Masao Yamamoto, Kawa=Flow serie #1629, 2014
Uomo e natura dialogano armoniosamente nei vari capitoli: caos, tranquillità, desiderio, costruzione di luce, superamento di spazio e tempo, purificazione (o meglio shizuka», che in giapponese vuol dire anche profumo). Immagini nitide o sgranate, luminose o buie definite dal linguaggio del bianco e nero e modulate nelle tonalità di grigi della stampa alla gelatina ai sali d’argento, talvolta declinate in seppia.
In questa sorta di archivio visuale Masao Yamamoto sfida il concetto stesso di limite, nel tentativo di catturare detto e non detto, così come avviene in tutti gli altri suoi progetti – a partire dagli anni 90 – tra cui i noti A box of Ku (presentato anche in occasione della prima edizione di Tokyo International Photo Biennale nel 1995) e a seguire con Nakazora, Kawa e Shizuka.

Al Grand Palais – sede della più importante fiera internazionale di fotografia – anche il book signing diventa un momento rituale per lui. Il fotografo siede, apre la scatola con il pennarello nero, il sigillo e il tampone con l’inchiosto rosso e poi firma – una ad una – le copie del volume. La gestualità è accompagnata da un silenzio rigoroso. Infine, il suo capo si china in segno di rispetto nel porgere all’acquirente l’ambita copia autografata. Ogni elemento, in fondo, è traducibile nella sua preziosità. La rappresentazione teatrale del gesto stesso ha il suo valore nel fluire del racconto, nella summa del tempo, nell’unità che procede per segni, frammenti.
Ha studiato pittura e calligrafia alla Scuola d’Arte di Gamagori con Goro Saito. In che modo questa formazione ha influenzato la sua fotografia?
Nel mio primo curriculum c’è scritto che ho studiato pittura con Goto Saito. Avevo scritto così perché questo pittore è del mio stesso paese d’origine. Ma la scuola non esiste. Quanto alla calligrafia, non l’ho mai studiata particolarmente, a parte alle scuole elementari e medie. L’origine della mia attività creativa risale al fatto che nella mia famiglia per generazioni si è lavorato come carpentieri. Sono stato sempre in un ambiente in cui era normale creare oggetti. Non solo dipingere e fotografare, anche «fare» manualmente apparteneva al mio quotidiano. Sono un autodidatta.
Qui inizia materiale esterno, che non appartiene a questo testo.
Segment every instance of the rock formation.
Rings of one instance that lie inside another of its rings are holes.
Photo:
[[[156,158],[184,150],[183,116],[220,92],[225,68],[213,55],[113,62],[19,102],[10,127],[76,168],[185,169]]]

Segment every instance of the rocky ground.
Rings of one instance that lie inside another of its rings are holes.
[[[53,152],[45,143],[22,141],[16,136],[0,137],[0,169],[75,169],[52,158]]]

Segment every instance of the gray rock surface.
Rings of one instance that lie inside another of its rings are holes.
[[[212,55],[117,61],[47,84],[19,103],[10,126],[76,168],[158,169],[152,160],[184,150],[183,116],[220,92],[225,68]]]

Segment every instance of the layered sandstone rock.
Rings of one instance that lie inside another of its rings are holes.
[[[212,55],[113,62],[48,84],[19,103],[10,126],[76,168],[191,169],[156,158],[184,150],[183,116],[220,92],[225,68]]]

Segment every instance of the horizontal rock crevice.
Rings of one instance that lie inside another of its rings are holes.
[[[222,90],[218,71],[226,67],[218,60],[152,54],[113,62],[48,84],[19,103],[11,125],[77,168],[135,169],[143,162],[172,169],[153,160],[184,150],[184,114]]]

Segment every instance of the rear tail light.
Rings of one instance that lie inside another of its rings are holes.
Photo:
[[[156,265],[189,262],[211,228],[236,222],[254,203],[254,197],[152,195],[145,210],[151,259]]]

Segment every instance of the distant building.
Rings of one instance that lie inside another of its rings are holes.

Lei da piccolo collezionava insetti, poi da adulto ha iniziato a «raccogliere» fotografie. Qual è la sua idea di archivio?
Sì, collezionavo insetti… Quanto alle fotografie più che collezionarle ho raccolto cose belle che stavano intorno a me. Collezionavo immagini attraverso la macchina fotografica. Perciò non sono un collezionista nel vero senso della parola. Il collezionista, se è appassionato d’insetti, a prescindere dalle preferenze cercherà di raccogliere più esemplari possibili. Poi si tratta di classificare, analizzare, verificare e conservare. Per me, la cosa più importante è divertirmi e l’azione stessa del «catturare». Quando ero al liceo mi sono accorto che se non riuscivo a ottenere realmente l’oggetto bello, potevo fissarlo sulla pellicola con la macchina fotografica. Ogni volta che trovavo qualcosa di affascinante, ero trascinato dal desiderio di averlo. Le mie opere sono nate mentre valutavo se il soggetto era veramente bello anche stampato, così come lo era nella realtà, attraverso l’esercizio del mio occhio e della macchina fotografica. La parola archivio non è adatta alla mia «collezione», che rappresenta un tentativo di provare a interpretare e scoprire.
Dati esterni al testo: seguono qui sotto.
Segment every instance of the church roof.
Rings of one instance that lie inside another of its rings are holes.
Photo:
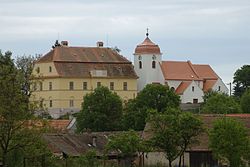
[[[149,37],[135,48],[135,54],[161,54],[160,47],[153,43]]]
[[[182,81],[181,84],[175,90],[176,94],[183,94],[183,92],[188,88],[192,81]]]
[[[55,47],[41,57],[36,63],[45,62],[98,62],[98,63],[131,63],[111,48],[104,47]]]
[[[52,62],[60,77],[138,78],[132,62],[111,48],[57,46],[36,63]],[[97,76],[97,75],[95,75]]]
[[[190,61],[162,61],[165,80],[217,80],[219,77],[209,65],[192,64]]]

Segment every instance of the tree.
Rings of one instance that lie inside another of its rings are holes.
[[[0,52],[0,159],[4,167],[9,166],[11,154],[31,150],[40,141],[39,131],[27,125],[32,118],[29,96],[23,90],[24,75],[11,56],[11,52]]]
[[[107,151],[116,151],[125,160],[125,166],[131,166],[135,156],[148,150],[137,132],[130,130],[110,136]]]
[[[234,95],[241,97],[242,94],[250,87],[250,65],[243,65],[234,73]]]
[[[240,113],[240,106],[233,97],[225,94],[214,94],[210,96],[202,106],[202,113],[229,114]]]
[[[148,84],[139,95],[128,101],[124,107],[123,124],[125,130],[143,130],[149,110],[164,112],[166,108],[178,108],[180,97],[169,87]]]
[[[240,105],[244,113],[250,113],[250,89],[241,96]]]
[[[166,108],[178,108],[180,97],[168,86],[148,84],[137,96],[138,106],[164,112]]]
[[[214,122],[209,133],[209,147],[213,155],[230,167],[240,167],[249,146],[247,129],[232,118],[222,118]]]
[[[164,151],[169,167],[176,158],[184,155],[188,146],[203,131],[202,122],[198,118],[178,109],[167,109],[164,113],[154,114],[150,119],[150,126],[153,131],[152,147]]]
[[[98,87],[84,97],[77,115],[77,131],[113,131],[120,129],[122,100],[106,87]]]

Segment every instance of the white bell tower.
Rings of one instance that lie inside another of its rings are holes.
[[[148,29],[146,39],[135,48],[134,67],[139,79],[137,89],[141,91],[147,84],[164,84],[161,71],[162,54],[158,45],[149,39]]]

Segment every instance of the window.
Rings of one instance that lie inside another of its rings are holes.
[[[40,91],[42,91],[42,90],[43,90],[43,83],[42,83],[42,82],[40,82],[40,86],[39,86],[39,88],[40,88]]]
[[[36,68],[36,72],[37,72],[38,74],[40,73],[40,68],[39,68],[39,67]]]
[[[49,90],[52,90],[52,82],[49,82]]]
[[[198,99],[193,99],[193,103],[197,104],[198,103]]]
[[[74,90],[74,82],[69,82],[69,90]]]
[[[139,69],[141,69],[141,68],[142,68],[142,62],[139,61]]]
[[[114,90],[114,82],[110,82],[109,83],[109,89],[110,90]]]
[[[74,107],[74,100],[69,100],[69,107]]]
[[[123,82],[123,90],[128,90],[128,83],[127,82]]]
[[[83,90],[87,90],[88,89],[88,84],[87,82],[83,82]]]
[[[155,68],[155,61],[152,61],[152,68]]]
[[[97,87],[100,87],[101,86],[101,82],[97,82]]]
[[[52,100],[49,100],[49,107],[52,107],[53,106],[53,102]]]

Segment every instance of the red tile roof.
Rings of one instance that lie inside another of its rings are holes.
[[[97,63],[131,63],[111,48],[103,47],[55,47],[41,57],[36,63],[44,62],[97,62]]]
[[[161,50],[147,37],[141,44],[137,45],[135,54],[161,54]]]
[[[207,92],[210,89],[213,88],[214,84],[217,82],[217,80],[205,80],[203,82],[203,91]]]
[[[187,89],[187,87],[192,83],[192,81],[183,81],[175,90],[177,94],[183,94],[183,92]]]

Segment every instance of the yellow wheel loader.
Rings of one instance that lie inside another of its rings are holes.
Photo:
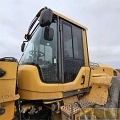
[[[23,55],[0,59],[0,120],[119,119],[117,70],[90,63],[87,28],[42,8]]]

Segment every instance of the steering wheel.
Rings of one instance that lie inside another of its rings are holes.
[[[35,50],[30,50],[29,53],[31,55],[35,55],[35,56],[39,56],[39,57],[43,57],[45,55],[45,53],[41,52],[41,51],[35,51]]]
I suoi scatti sono spesso di piccolo formato e sembrano vecchie immagini anonime. In che modo il concetto di tempo entra in relazione con la sua fotografia?
Tante persone credono che il tempo scorra ordinatamente dal passato al presente e al futuro, come le lancette dell’orologio. Ma il flusso temporale non deve essere così semplice. La sua percezione dipende da ognuno di noi, può modificarsi a seconda del proprio cervello. Senza avere paura di equivoci, credo che si possa viaggiare liberamente nel passato, e anche nel futuro, con la propria coscienza, senza chiedere aiuto alla macchina del tempo. L’orologio che scandisce il tempo con lo stesso ritmo è soltanto un meccanismo inventato dall’uomo. È solo una regola. Per trasmettere questa sensazione del fluttuare in libertà nello spazio-tempo sto creando opere che sembrano anonime. Penso che il formato piccolo sia facile da tenere sul palmo della mano e da osservare da vicino.
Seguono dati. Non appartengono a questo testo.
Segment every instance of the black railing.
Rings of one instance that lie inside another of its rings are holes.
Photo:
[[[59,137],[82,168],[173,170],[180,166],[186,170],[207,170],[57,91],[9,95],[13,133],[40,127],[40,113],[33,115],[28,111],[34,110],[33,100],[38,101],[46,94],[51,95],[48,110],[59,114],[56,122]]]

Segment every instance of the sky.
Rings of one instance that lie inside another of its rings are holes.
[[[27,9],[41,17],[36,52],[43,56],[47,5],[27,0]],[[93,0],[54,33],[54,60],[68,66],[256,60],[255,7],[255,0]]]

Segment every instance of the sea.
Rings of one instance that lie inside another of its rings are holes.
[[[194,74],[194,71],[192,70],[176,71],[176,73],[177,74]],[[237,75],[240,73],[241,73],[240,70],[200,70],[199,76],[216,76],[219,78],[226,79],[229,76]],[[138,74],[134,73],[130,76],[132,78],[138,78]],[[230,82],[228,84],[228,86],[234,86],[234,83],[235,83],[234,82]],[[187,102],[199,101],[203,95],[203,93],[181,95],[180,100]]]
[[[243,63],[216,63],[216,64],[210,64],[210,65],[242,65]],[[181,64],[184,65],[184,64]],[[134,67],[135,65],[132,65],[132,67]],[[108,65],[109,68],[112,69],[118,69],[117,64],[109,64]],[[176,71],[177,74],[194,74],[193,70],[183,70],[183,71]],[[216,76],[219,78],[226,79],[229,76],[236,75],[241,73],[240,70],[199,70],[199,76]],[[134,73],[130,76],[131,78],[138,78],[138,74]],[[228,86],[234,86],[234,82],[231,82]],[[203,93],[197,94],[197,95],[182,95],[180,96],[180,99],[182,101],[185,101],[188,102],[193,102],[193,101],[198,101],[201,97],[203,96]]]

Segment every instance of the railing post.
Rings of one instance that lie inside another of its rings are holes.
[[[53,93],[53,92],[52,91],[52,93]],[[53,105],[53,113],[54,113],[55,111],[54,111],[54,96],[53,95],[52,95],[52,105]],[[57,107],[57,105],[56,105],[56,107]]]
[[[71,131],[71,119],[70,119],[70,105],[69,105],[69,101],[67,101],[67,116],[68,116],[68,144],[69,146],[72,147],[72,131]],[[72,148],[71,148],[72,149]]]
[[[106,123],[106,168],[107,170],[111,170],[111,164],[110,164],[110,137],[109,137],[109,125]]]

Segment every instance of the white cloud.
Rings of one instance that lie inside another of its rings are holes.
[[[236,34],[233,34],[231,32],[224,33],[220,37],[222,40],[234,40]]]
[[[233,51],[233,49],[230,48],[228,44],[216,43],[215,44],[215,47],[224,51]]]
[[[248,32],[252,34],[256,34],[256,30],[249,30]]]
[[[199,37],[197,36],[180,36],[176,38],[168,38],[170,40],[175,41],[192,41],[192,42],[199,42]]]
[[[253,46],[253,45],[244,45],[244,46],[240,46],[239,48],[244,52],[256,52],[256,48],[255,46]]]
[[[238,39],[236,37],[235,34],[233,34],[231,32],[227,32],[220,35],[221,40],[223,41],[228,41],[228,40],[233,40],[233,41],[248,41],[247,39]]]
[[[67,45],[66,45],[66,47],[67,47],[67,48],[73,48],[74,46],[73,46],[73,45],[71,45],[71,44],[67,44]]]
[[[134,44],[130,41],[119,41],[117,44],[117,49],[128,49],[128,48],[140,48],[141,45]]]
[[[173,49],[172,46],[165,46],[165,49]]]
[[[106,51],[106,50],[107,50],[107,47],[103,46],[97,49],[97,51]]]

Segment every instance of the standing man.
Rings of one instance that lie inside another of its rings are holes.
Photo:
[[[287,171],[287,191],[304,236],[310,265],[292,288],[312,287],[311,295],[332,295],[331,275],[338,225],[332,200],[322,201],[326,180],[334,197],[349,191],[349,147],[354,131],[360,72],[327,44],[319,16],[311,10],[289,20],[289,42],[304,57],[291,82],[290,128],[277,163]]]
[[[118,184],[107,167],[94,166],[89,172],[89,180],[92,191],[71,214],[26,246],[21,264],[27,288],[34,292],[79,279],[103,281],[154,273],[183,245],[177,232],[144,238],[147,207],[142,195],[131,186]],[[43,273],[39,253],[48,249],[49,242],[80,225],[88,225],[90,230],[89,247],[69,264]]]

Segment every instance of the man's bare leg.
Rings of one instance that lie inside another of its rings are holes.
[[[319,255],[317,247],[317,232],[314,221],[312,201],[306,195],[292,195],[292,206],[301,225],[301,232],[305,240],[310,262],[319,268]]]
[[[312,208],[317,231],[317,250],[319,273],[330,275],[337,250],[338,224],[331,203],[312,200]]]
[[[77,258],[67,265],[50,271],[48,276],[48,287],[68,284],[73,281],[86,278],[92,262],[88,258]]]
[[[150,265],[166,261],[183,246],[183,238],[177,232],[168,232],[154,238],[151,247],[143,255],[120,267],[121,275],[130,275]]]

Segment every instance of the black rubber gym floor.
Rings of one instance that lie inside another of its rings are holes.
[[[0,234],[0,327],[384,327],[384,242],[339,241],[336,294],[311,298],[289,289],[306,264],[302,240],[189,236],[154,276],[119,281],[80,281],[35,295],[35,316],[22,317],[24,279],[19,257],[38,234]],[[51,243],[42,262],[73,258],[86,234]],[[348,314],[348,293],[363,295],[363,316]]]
DSC_0221 - Masao Yamamoto a Paris Photo 2014 (foto Manuela  De Leonardis)
La memoria da una parte e il processo della rimozione dall’altra sembrano una chiave di lettura del suo lavoro. Qual è l’equilibrio tra questi due processi?
Penso che l’uomo crei la memoria intorno ai ricordi piacevoli e dimentichi, in base a quello che gli conviene, quelli sgradevoli. Spero, attraverso le mie opere, di far resuscitare i vari ricordi dimenticati. In un’opera è importante che affiorino sia il definito che l’indefinito. Nello squilibrio di questi due fattori c’è la possibilità che nasca qualcosa che scuota le emozioni.
Natura, paesaggio e corpo sono tra i temi ricorrenti del suo lavoro. Partendo dall’osservazione della realtà isola dei piccoli frammenti che sembrano sospesi come haiku…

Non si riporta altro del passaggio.